Texas looks to Supreme Court to block Confederate license plates
/Texas Department of Motor Vehicles
Texas is fighting to block license plates featuring the Confederate flag. Its battle with the Sons of Confederate Veterans has lasted five years, longer than the Civil War.
AUSTIN — The legal sparring between Texas and supporters of a Confederate battle flag license plate has rumbled into its fifth year, even longer than the Civil War.
In the latest volley, the attorney general’s office has turned to the U.S. Supreme Court to help block the flag logo and other unwanted images on government-issued plates.
The state had long held off a Southern heritage group wanting to sell the tags until it sued and won last month in a federal appeals court. Now, the state has asked the Supreme Court to intervene because of conflicting decisions in similar cases across the country.
If they take up the case, the justices will be tackling a raucous freedom-of-speech dispute between the symbol’s backers, who say it honors Confederate veterans, and opponents, who say it’s racially offensive.
At stake: how much power states have in regulating controversial messages on government-issued property.
“The issue is ripe for this court’s resolution,” the attorney general’s office said in an Aug. 7 filing that outlined its arguments against the Sons of Confederate Veterans’ tag.
The group, which has clashed with the state since 2009 over the plate, has until early October to respond. It’s expected to highlight the appeals court’s opinion that the Department of Motor Vehicles engaged in “viewpoint discrimination” when it rejected the proposal.
John McConnell, the group’s attorney, has said that displaying the flag is protected free speech that can’t be restricted simply because it might upset someone.
The 5th Circuit Court of Appeals’ panel in New Orleans, siding with the veterans group, also said the DMV’s standards for what qualifies as offensive were too vague.
Attorney General Greg Abbott’s office, representing the agency, said that court erred, leaving it unclear whether Texas could exclude “profanity, sacrilege or overt racism.”
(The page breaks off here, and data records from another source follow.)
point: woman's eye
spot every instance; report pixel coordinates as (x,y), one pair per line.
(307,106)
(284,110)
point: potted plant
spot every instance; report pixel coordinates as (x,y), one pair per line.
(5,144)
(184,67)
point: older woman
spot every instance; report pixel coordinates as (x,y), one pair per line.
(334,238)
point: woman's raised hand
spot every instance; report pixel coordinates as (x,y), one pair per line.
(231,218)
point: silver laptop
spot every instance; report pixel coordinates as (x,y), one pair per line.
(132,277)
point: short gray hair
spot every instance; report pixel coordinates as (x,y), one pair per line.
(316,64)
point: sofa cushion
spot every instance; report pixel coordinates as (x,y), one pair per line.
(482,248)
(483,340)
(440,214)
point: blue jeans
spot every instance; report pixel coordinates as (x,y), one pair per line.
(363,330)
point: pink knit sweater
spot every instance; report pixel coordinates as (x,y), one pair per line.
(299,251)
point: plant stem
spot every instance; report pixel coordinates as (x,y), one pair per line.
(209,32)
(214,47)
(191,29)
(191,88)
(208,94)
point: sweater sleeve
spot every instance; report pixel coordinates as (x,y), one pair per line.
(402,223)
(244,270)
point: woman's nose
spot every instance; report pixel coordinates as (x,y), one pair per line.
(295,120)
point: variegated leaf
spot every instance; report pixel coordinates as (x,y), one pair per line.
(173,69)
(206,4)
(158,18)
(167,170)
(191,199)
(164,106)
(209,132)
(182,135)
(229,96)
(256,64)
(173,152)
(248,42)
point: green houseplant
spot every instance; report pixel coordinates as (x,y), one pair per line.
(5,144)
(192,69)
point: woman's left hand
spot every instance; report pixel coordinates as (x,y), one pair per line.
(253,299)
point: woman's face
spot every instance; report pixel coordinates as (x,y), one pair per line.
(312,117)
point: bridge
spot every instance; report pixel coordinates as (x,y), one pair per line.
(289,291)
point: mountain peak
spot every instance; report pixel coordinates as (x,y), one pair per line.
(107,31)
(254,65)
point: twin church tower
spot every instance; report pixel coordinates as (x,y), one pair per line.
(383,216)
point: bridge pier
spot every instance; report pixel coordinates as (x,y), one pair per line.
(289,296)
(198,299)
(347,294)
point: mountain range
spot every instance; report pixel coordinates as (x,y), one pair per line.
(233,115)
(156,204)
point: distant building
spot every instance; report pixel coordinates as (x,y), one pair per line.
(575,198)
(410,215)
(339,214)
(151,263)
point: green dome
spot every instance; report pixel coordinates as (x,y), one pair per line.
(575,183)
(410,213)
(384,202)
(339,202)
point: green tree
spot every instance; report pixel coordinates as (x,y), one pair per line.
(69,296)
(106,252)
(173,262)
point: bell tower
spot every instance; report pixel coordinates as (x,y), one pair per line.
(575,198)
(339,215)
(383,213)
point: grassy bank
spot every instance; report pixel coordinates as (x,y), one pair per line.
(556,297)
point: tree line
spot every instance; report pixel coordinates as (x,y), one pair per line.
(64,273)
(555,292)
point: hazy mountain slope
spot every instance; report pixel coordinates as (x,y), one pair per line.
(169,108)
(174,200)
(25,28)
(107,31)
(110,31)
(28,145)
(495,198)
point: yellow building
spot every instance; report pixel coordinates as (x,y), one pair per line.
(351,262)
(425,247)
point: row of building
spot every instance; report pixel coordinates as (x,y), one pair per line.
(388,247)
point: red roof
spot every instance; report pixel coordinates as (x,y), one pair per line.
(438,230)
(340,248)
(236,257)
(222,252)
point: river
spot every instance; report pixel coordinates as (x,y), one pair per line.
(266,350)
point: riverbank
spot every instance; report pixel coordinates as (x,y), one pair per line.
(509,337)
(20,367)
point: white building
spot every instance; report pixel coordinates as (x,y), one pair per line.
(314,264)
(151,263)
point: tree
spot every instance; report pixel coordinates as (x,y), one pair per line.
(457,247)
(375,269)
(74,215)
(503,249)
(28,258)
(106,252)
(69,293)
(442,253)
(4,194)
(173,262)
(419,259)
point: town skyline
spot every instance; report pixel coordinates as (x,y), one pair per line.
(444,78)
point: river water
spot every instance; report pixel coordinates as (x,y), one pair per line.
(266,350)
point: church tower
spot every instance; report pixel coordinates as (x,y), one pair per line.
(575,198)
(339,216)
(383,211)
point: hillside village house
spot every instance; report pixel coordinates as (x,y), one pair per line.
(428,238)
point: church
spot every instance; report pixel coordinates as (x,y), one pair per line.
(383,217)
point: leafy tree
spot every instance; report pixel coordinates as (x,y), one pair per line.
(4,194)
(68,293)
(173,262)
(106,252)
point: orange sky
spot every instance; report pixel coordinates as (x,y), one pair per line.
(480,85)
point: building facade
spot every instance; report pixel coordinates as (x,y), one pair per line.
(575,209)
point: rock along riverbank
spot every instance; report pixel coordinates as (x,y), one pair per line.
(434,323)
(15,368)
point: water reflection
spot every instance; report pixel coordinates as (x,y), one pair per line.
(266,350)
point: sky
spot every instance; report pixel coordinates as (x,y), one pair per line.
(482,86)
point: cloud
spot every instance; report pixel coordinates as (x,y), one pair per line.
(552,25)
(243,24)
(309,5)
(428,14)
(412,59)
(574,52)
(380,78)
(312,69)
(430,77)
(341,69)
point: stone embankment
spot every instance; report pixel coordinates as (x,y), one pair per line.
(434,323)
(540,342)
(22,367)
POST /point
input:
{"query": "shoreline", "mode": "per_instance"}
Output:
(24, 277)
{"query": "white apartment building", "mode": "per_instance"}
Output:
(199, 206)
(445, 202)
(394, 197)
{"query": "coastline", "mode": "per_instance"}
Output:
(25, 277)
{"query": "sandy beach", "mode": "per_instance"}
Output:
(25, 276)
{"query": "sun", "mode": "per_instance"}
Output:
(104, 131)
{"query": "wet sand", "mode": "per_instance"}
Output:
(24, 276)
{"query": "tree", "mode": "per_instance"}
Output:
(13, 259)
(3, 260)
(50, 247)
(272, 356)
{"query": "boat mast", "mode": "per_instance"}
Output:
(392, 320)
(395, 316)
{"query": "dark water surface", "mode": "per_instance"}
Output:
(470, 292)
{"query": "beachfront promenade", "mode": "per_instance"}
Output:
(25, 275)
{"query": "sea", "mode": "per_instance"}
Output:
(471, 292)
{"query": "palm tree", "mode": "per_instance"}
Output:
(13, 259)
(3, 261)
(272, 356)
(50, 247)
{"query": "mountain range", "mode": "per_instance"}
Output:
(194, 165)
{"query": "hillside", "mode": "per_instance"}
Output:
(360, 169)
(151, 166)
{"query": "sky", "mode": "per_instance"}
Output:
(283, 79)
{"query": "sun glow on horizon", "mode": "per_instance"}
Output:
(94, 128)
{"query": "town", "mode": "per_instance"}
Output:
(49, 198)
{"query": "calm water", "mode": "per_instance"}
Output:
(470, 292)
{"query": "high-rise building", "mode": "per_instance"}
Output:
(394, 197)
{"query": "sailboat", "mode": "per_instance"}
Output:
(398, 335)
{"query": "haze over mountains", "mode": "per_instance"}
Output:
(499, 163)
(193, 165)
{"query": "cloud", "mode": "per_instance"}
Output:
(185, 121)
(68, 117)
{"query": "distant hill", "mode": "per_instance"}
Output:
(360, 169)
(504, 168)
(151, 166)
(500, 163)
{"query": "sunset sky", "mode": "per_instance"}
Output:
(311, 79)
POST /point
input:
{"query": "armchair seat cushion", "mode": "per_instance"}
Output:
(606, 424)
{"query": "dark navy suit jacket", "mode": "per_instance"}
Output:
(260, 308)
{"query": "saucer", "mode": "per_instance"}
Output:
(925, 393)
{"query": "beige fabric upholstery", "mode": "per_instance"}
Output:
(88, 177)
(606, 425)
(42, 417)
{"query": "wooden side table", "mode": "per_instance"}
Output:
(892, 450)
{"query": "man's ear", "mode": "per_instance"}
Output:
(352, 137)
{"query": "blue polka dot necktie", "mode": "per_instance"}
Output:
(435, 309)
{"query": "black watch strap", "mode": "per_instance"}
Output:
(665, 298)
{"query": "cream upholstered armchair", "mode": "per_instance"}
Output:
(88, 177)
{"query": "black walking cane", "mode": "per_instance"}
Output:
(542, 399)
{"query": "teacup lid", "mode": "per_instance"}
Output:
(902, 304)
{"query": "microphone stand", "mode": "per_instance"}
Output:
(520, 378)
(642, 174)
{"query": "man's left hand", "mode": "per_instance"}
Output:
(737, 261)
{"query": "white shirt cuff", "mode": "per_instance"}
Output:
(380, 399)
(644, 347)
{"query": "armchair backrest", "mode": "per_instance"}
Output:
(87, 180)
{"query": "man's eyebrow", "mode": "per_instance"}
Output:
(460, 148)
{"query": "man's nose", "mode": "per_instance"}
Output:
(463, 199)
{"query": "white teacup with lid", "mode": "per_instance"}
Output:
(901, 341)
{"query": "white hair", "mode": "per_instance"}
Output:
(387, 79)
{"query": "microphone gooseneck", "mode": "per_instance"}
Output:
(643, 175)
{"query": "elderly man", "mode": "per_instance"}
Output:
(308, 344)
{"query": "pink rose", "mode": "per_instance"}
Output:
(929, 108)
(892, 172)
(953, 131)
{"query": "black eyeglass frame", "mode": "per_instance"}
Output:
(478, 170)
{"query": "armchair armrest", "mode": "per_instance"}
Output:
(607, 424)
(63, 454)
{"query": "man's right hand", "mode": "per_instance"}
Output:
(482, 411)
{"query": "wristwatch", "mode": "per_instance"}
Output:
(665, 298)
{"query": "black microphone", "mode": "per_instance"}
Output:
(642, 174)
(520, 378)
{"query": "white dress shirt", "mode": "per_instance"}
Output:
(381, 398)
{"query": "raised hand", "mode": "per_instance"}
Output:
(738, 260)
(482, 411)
“The notion that the Constitution requires states to maintain viewpoint neutrality when deciding whether to issue specialty license plates is unworkable and leads to absurdities,” the state said.
The plate, with the words “Sons of Confederate Veterans 1896” encircling the red battle flag of blue bars and white stars, remains in limbo until the case is resolved.
Nine other states allow it. In seven of them, the Tennessee-based veterans group had to sue to get the plates. Those courts largely declared the emblem private speech that a government cannot restrict.
When it convenes next month, the Supreme Court will sift through nearly 10,000 petitions before picking the 80 to 90 cases it will hear in the session that ends in mid-2015.
Peter Scheer, executive director of the First Amendment Coalition, a California-based advocacy group, said he couldn’t predict if the court will take the Texas case. But he noted it looks for issues that have split lower courts and “cause people on both sides to get elevated blood pressure when they talk about it.”
The DMV has said that because the state manufactures and issues license plates, it should not be forced to put out designs the public opposes.
It received hundreds of comments against the plate. Elected officials, religious leaders, NAACP members and other critics called it a hurtful reminder of slavery.
The veterans group applied for the tag through a procedure separate from Texas’ specialty vendor, My Plates. The group said that the plate commemorates Confederate soldiers and that it would use the proceeds to fund memorial projects.
AT A GLANCE/Fight over license plates
Yes, then no: In 2009, a state Transportation Department advisory group voted in favor of the battle flag plate sought by the Sons of Confederate Veterans. Other agency officials didn't accept that, concerned about the uproar it had caused in other states. Without publicly disclosing the first vote, department leaders sent the proposal back to the advisory group. This time, it failed.
New agency, same outcome: The newly created Department of Motor Vehicles took over license plate approval duties in late 2009. Two years later, when the Confederate plate sponsors renewed their request, the DMV board deadlocked on a 4-4 vote. In November 2011, it unanimously rejected the plate, 8-0.
Turning to the courts: The veterans group in December 2011 sued the DMV in federal court. U.S. District Judge Sam Sparks in April 2013 said the state had authority to reject offensive designs. The group then took the case to the 5th Circuit Court of Appeals in New Orleans, which in July upheld its suit.
Next step: The appeals court ruling means the state would have to allow the plate. That’s now on hold as the state attorney general’s office, representing the DMV, has asked the U.S. Supreme Court to intervene in the case.